Размышления: советский и зарубежный кинематограф - Страница 9
Кинематограф говорит: стоп!
[ «На берегу»][10]
Это очень нужная, очень странная, злая и вместе с тем сентиментальная, своеобразная, но в чем-то глубоко тривиальная, талантливая, а порой почти безвкусная, с точным, ясным прицелом и с целым рядом неверных, холостых решений, а в общем… в общем, это интереснейшая и сильная картина.
Она – как выстрел. Мимо нее нельзя пройти ни равнодушно, ни даже спокойно-благожелательно. Она заставляет вас как бы споткнуться, остановиться, не только задуматься, но даже рассердиться. Сначала она ошарашивает, только потом начинаешь разбираться в своих ощущениях.

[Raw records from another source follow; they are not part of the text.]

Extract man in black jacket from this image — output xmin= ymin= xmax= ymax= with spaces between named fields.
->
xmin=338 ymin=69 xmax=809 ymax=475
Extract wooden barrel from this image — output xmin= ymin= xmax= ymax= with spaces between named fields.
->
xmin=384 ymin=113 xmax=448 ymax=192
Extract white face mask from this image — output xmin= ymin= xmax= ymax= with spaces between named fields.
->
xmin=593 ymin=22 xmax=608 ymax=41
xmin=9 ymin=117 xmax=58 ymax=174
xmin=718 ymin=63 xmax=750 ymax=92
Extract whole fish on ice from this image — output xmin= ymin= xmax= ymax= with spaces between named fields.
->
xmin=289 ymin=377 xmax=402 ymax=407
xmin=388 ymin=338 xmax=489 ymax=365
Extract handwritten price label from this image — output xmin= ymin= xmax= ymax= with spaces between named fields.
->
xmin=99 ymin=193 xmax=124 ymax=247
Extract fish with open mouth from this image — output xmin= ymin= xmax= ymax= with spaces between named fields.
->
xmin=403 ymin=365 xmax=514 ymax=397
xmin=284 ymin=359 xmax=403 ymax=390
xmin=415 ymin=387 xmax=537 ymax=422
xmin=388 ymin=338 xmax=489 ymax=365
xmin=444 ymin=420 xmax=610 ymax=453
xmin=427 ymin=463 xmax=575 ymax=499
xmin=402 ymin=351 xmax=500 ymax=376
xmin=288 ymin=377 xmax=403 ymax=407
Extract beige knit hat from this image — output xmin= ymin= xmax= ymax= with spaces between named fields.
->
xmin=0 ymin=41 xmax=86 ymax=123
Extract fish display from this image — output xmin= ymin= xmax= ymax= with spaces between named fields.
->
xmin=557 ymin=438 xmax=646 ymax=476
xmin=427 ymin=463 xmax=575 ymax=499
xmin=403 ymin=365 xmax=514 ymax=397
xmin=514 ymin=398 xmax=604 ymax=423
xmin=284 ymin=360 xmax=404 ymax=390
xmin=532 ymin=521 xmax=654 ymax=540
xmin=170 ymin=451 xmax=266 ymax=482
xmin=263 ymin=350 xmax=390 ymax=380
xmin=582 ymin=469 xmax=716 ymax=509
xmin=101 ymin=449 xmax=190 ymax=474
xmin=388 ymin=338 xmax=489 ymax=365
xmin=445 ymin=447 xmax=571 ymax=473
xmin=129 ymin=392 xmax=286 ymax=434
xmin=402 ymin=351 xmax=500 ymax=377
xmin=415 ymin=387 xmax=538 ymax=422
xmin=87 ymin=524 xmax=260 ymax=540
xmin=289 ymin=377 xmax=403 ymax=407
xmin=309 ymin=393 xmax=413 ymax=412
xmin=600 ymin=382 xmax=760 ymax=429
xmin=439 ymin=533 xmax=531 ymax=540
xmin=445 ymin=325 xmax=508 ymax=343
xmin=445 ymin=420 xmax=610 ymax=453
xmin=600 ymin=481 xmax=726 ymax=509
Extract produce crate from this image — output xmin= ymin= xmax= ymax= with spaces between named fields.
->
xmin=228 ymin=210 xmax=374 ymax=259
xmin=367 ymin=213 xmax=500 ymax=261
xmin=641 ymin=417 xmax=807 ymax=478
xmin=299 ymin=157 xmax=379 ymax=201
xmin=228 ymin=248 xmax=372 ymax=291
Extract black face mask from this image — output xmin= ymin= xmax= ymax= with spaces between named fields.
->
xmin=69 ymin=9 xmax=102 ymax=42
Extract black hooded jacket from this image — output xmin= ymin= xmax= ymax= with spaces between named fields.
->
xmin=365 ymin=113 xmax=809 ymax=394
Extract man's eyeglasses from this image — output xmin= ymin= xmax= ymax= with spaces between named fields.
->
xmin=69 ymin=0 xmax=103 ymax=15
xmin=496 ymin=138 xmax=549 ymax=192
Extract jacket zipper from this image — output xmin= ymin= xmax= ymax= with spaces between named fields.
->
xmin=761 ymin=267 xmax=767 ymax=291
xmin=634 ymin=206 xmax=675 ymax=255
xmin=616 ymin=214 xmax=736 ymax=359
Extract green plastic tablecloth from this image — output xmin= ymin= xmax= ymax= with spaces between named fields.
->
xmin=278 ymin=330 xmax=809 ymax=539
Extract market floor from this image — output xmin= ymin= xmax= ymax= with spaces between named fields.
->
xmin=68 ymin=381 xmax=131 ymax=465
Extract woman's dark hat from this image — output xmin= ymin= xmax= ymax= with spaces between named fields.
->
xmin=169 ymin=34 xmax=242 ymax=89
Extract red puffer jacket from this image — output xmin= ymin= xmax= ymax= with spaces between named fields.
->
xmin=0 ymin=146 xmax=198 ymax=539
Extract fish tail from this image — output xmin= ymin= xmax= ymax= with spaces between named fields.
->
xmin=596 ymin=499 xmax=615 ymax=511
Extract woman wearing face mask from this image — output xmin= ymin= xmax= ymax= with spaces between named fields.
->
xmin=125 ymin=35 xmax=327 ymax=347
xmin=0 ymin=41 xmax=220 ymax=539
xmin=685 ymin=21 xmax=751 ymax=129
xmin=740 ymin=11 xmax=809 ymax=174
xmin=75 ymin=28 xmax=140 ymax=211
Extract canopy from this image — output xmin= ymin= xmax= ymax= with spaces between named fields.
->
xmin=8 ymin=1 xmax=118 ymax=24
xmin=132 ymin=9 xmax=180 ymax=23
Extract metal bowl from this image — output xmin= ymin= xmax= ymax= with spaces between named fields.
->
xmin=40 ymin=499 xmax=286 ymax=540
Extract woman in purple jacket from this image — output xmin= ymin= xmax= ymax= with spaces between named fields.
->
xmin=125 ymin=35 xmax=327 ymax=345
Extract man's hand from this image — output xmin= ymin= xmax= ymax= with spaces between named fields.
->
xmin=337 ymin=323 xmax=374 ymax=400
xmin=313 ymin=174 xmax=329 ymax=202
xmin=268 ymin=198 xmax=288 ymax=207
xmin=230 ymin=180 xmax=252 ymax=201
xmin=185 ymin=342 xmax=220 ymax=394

Скажем прямо, картина эта не войдет в золотой фонд киноискусства, – в ней нет ни сильно выраженных примечательных характеров, ни стройного, глубокого повествования, ни мудрой тонкости наблюдения за человеком в его развитии. Это – картина ненадолго. По существу, хорошая публицистика, которая должна сработать одним ударом, как сенсационная статья, как газета сегодняшнего дня. Но это умно, жестоко, это бьет в цель, и это сделано честными, горячими и талантливыми людьми.
Я не читал романа Невила Шюта. Говорят, что роман – порождение «холодной войны», что он глубоко безысходен и реакционен, что во всех отношениях это литература не первого сорта. Говорят также, что картина довольно точно следует за сюжетными линиями романа. Ну что ж, в такое «точное следование» поверить можно, хотя и трудно. Трудно потому, что режиссер Стэнли Креймер всю силу своей страсти направляет против «холодной войны», что пафос картины – это пафос веры в победу человеческого разума. Но можно поверить потому, что самое слабое в картине – это как раз сюжетные линии, семейные и любовные.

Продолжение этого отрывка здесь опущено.